Cass R. Sunstein December 14, 2007
"In 1995 the technology specialist Nicholas Negroponte predicted the emergence of "the Daily Me" -- a newspaper that you design personally, with each component carefully screened and chosen in advance. For many of us, Negroponte's prediction is coming true. As a result of the Internet, personalization is everywhere. If you want to read essays arguing that climate change is a fraud and a hoax, or that the American economy is about to collapse, the technology is available to allow you to do exactly that. If you are bored and upset by the topic of genocide, or by recent events in Iraq or Pakistan, you can avoid those subjects entirely. With just a few clicks, you can find dozens of Web sites that show you are quite right to like what you already like and think what you already think."
"Of course self-sorting is nothing new. Long before the Internet, newspapers and magazines could often be defined in political terms, and many people would flock to those offering congenial points of view. But there is a big difference between a daily newspaper and a Daily Me, and the difference lies in a dramatic increase in the power to fence in and to fence out. Even if they have some kind of political identification, general-interest newspapers and magazines include materials that would not be included in any particular Daily Me; they expose people to topics and points of view that they do not choose in advance. But as a result of the Internet, we live increasingly in an era of enclaves and niches -- much of it voluntary, much of it produced by those who think they know, and often do know, what we're likely to like. This raises some obvious questions. If people are sorted into enclaves and niches, what will happen to their views? What are the eventual effects on democracy? To answer these questions, let us put the Internet to one side for a moment and explore an experiment conducted in Colorado in 2005, designed to cast light on the consequences of self-sorting. About 60 Americans were brought together and assembled into a number of groups, each consisting of five or six people. Members of each group were asked to deliberate on three of the most controversial issues of the day: Should states allow same-sex couples to enter into civil unions? Should employers engage in affirmative action by giving a preference to members of traditionally disadvantaged groups? Should the United States sign an international treaty to combat global warming?"
"As the experiment was designed, the groups consisted of "liberal" and "conservative" enclaves -- the former from Boulder, the latter from Colorado Springs. It is widely known that Boulder tends to be liberal, and Colorado Springs tends to be conservative. Participants were screened to ensure that they generally conformed to those stereotypes. People were asked to state their opinions anonymously both before and after 15 minutes of group discussion. What was the effect of that discussion? In almost every case, people held more-extreme positions after they spoke with like-minded others. Discussion made civil unions more popular among liberals and less popular among conservatives. Liberals favored an international treaty to control global warming before discussion; they favored it far more strongly after discussion.
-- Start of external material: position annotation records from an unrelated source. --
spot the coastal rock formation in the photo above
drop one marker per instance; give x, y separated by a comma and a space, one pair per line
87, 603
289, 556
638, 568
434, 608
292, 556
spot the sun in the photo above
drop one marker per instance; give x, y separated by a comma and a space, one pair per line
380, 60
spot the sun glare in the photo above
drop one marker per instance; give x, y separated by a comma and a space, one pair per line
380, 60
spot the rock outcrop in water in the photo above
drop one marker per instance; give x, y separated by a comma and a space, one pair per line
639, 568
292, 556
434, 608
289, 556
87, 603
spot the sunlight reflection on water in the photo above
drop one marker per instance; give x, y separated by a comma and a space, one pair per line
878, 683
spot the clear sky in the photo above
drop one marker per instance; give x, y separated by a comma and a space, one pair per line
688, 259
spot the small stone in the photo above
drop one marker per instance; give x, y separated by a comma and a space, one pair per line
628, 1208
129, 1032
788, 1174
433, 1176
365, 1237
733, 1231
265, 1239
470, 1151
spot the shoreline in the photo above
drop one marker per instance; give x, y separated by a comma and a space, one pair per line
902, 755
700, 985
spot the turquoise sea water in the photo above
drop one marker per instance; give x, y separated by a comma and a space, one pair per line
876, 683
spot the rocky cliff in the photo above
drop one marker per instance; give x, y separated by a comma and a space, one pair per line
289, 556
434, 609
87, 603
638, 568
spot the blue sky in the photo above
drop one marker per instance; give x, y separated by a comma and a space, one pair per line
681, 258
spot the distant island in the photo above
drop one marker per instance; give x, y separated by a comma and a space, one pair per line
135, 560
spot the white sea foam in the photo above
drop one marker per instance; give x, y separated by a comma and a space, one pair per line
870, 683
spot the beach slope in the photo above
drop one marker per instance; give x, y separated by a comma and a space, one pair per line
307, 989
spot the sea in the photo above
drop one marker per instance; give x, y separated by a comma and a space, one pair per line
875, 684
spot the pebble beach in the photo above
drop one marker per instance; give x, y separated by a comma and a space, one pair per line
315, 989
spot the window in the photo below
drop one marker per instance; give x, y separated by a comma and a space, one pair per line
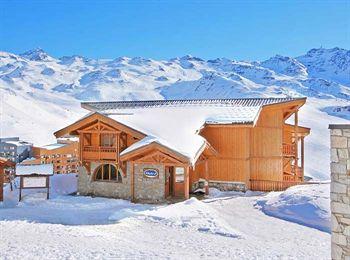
108, 172
179, 174
107, 140
87, 140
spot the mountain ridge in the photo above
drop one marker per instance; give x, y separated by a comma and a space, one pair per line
41, 94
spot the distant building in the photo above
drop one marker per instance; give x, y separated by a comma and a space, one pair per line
14, 149
159, 149
63, 155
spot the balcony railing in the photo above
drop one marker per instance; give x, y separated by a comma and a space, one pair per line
99, 153
266, 185
288, 149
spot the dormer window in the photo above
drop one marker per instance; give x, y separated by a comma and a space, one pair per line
108, 140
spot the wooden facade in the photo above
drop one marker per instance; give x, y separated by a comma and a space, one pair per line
267, 154
4, 164
264, 156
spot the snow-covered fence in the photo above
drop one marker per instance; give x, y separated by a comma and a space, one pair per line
340, 190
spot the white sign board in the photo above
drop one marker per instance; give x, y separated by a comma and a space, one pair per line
34, 182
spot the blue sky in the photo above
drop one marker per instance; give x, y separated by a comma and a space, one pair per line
251, 30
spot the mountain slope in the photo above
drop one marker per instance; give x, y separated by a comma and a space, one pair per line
41, 94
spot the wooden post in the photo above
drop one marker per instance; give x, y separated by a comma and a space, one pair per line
296, 144
20, 188
132, 185
48, 187
302, 158
1, 183
81, 143
187, 182
117, 147
206, 177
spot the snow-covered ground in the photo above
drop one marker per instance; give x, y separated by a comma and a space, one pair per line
228, 225
54, 88
308, 205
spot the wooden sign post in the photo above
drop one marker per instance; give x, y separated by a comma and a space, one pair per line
4, 163
34, 181
34, 177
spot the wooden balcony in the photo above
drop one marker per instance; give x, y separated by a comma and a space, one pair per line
99, 153
288, 150
266, 185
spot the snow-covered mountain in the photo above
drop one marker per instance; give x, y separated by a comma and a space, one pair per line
40, 93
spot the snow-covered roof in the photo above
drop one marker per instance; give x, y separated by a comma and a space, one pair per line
175, 123
18, 143
40, 169
237, 102
53, 146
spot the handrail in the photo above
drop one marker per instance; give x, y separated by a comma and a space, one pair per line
99, 149
267, 185
288, 149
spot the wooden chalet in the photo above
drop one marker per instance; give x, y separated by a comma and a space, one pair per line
4, 164
154, 150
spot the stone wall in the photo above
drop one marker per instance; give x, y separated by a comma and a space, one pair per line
87, 186
149, 189
340, 191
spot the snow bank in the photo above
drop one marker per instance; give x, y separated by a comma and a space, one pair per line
307, 205
192, 214
62, 184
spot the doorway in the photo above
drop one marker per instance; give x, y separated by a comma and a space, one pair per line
169, 181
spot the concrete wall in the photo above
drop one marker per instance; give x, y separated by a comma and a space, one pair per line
149, 189
340, 191
87, 186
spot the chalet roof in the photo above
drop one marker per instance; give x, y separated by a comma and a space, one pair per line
175, 123
40, 169
53, 146
236, 102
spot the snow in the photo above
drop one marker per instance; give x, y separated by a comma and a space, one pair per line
177, 127
53, 146
34, 105
308, 205
194, 215
40, 169
225, 226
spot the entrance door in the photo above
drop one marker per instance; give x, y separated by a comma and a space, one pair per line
169, 183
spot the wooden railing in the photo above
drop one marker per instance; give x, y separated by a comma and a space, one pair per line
288, 149
99, 153
265, 185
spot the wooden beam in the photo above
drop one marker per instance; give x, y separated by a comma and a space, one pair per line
296, 142
132, 181
1, 183
302, 158
187, 182
206, 177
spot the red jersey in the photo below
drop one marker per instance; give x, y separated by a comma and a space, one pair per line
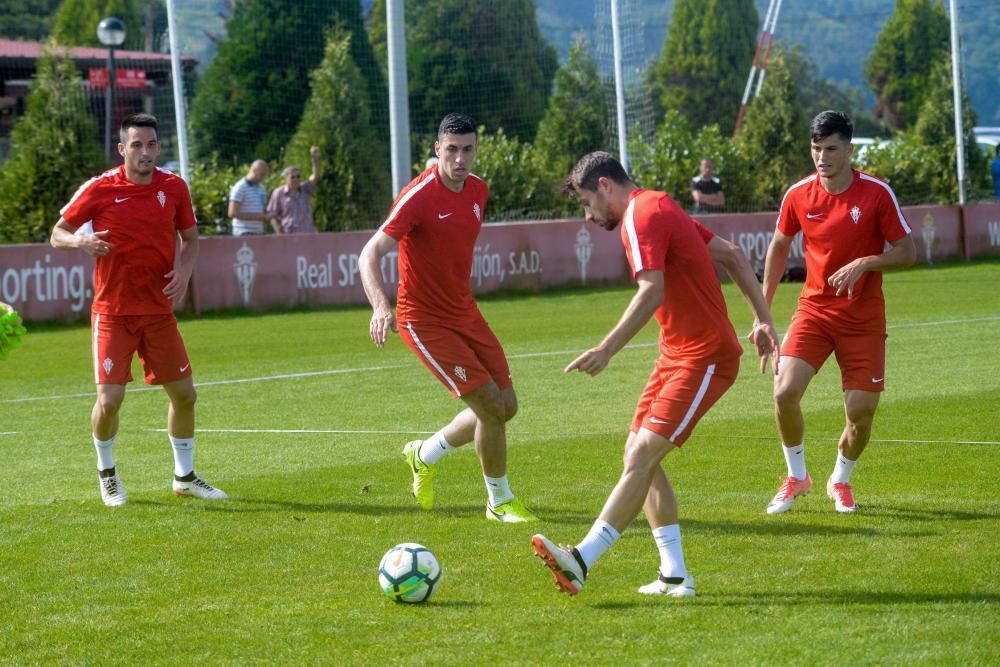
142, 221
694, 322
837, 229
437, 230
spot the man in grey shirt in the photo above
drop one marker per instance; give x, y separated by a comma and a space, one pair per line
247, 201
291, 204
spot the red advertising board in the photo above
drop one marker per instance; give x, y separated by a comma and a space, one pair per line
124, 78
981, 224
262, 272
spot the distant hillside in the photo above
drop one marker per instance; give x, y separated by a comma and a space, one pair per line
836, 34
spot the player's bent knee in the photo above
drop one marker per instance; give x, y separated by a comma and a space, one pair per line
645, 453
510, 409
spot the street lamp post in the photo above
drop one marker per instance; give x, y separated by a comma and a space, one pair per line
111, 32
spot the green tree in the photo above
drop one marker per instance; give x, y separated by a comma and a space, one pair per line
820, 93
354, 190
251, 97
920, 162
913, 39
522, 184
481, 57
75, 23
27, 19
775, 134
53, 150
672, 157
703, 67
576, 121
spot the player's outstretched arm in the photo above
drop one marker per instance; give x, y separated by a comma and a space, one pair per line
774, 263
65, 237
647, 299
178, 278
370, 266
763, 335
902, 254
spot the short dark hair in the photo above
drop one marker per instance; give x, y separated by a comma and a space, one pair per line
136, 120
456, 123
592, 167
831, 122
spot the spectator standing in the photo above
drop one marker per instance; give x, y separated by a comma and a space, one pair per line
248, 201
706, 189
291, 203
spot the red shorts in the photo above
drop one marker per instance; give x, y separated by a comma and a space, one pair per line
812, 336
676, 397
155, 337
463, 357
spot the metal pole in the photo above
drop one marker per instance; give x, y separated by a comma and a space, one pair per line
619, 86
177, 74
753, 68
109, 98
767, 52
399, 99
956, 85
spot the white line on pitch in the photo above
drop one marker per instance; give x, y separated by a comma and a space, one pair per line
906, 325
525, 434
341, 371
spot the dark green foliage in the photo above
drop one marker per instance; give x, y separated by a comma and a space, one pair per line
671, 159
522, 184
775, 134
486, 58
819, 94
702, 70
576, 121
251, 97
53, 151
920, 162
354, 190
913, 39
75, 24
27, 19
211, 181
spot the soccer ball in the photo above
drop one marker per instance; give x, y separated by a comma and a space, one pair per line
409, 573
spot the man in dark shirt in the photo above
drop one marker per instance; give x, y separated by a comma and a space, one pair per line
706, 190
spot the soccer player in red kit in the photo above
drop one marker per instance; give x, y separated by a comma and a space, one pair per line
434, 222
846, 218
671, 257
135, 213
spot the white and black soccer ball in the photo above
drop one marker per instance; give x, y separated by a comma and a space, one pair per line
409, 573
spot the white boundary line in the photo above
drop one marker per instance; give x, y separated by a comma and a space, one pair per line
343, 371
525, 434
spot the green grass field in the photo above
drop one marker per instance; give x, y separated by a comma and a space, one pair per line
301, 420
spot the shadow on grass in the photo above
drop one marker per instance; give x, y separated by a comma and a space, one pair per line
777, 527
842, 597
243, 504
Conservatives were neutral on that treaty before discussion, but they strongly opposed it after discussion. Liberals, mildly favorable toward affirmative action before discussion, became strongly favorable toward affirmative action after discussion. Firmly negative about affirmative action before discussion, conservatives became fiercely negative about affirmative action after discussion."
"The creation of enclaves of like-minded people had a second effect: It made both liberal groups and conservative groups significantly more homogeneous -- and thus squelched diversity. Before people started to talk, many groups displayed a fair amount of internal disagreement on the three issues. The disagreements were greatly reduced as a result of a mere 15-minute discussion. In their anonymous statements, group members showed far more consensus after discussion than before. The discussion greatly widened the rift between liberals and conservatives on all three issues."